Em 1974, teólogos da América Latina enfatizaram com mais profundidade a relação entre a Igreja e o mundo, com ênfase em justiça e libertação. Foi um histórico clamor à soberania de Deus, sob o sopro do Espírito Santo, por um compromisso em favor dos empobrecidos e oprimidos; um chamado à adoração profunda, à unidade de todo o povo de Deus; um esforço pela edificação doutrinária e teológica e um desafio à evangelização global. A partir dali, o anúncio da salvação deveria passar, necessariamente, pela prática de obras de misericórdia e justiça, pelo testemunho pessoal relevante e por um engajamento sociopolítico consequente.
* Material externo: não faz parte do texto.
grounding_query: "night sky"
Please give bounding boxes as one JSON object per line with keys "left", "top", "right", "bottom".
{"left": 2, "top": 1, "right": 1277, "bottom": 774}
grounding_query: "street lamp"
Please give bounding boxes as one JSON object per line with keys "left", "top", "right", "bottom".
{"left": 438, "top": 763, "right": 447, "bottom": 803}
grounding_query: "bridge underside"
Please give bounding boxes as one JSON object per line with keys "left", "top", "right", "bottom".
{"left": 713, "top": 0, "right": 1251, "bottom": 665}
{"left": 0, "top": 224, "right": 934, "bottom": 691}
A teologia da missão integral, representada por um segmento evangélico, e a teologia da libertação, inspirada por teólogos católicos, surgiram no contexto cristão latino-americano como resposta de uma geração ao processo de exploração e empobrecimento da região. Hoje, temos um novo panorama religioso, mas os modelos econômicos e as formas de organização política continuam oficializando a injustiça, fomentando a corrupção e desencadeando a violência e a morte. No Brasil do século 21, perdemos a confiança nas instituições, nas casas legislativas, nos palácios do poder – e também o encanto com as expressões religiosas, inclusive evangélicas, que tendem a reduzir a religião a meros empreendimentos comerciais da fé. Todavia, uma nova geração decidiu acordar os que desejavam manter o gigante deitado em seu berço esplêndido. Juntos, temos a oportunidade de denunciar, em nome de Deus, a corrupção, o cinismo dos políticos, o mercantilismo dos líderes religiosos, a indiferença dos detentores do poder econômico e o silêncio dos omissos.
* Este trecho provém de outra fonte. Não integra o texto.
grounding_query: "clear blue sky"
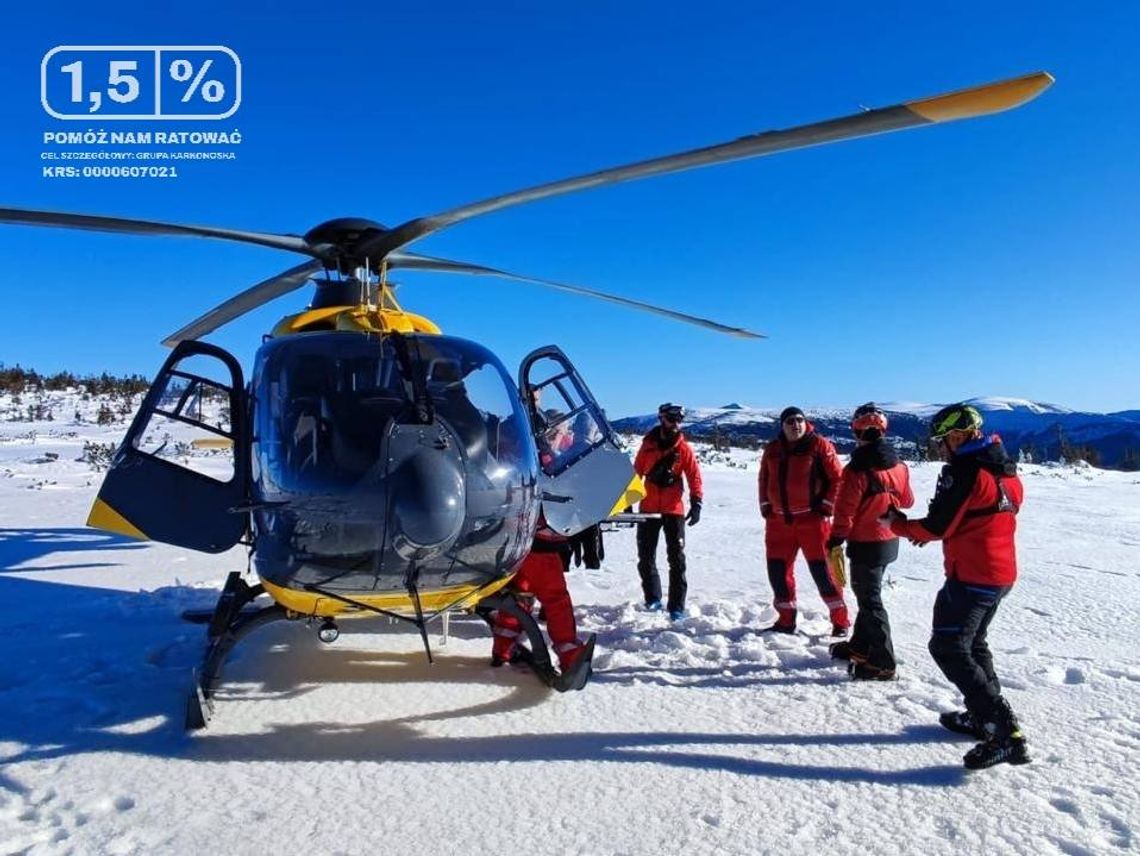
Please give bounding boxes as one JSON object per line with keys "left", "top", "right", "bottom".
{"left": 2, "top": 1, "right": 1136, "bottom": 416}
Aos sensíveis e comprometidos com a vida e com o Reino de Deus, permanece vívida a voz de Lausanne. Ela clama por um envolvimento mais profundo na luta pela justiça, pela construção de pontes de reconciliação entre o homem e Deus e pela pacificação dos seres humanos entre si. Então, que se arrependam e se convertam os políticos, os empresários, os clérigos, os intelectuais, os artistas e os trabalhadores. Que Deus nos conceda a graça e a sabedoria para a construção de uma democracia realmente representativa, justa e fraterna, que garanta o direito dos espoliados e empobrecidos.
Somos uma nação com muitos instrumentos de gerenciamento da coisa pública; então, que a eficiência na montagem de estruturas de arrecadação pelo Estado seja vista também no atendimento à criança sem escola, ao doente sem médico, ao trabalhador sem emprego, à família sem teto.
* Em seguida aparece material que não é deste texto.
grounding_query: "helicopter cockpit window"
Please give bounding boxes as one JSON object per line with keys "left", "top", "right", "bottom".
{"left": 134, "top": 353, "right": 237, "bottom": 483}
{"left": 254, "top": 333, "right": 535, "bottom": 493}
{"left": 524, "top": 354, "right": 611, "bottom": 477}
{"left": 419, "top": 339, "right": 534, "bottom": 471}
Quiçá as campanhas políticas, doravante, espelhem a realidade das ruas e que o interesse público seja o grande vencedor em todas as disputas eleitorais. Que o país da Copa do Mundo e dos Jogos Olímpicos também ganhe as manchetes internacionais por sua boa ética e integridade, por sua paz social e pela qualidade de vida de seu povo. Nas ruas e avenidas de centenas de cidades brasileiras, um povo cansado reencontrou a luz da esperança. Temos instrumentos, recursos e condições de continuar construindo um Brasil realmente de todos. Assim, haverá festa e alegria nos estádios, nas comunidades, nas praças, nas igrejas, nos lares. E nós, cristãos, através de uma espiritualidade profunda e responsável, podemos, junto com toda a sociedade civil organizada, ser instrumento para o surgimento desse novo país. Que o Deus da vida nos ajude!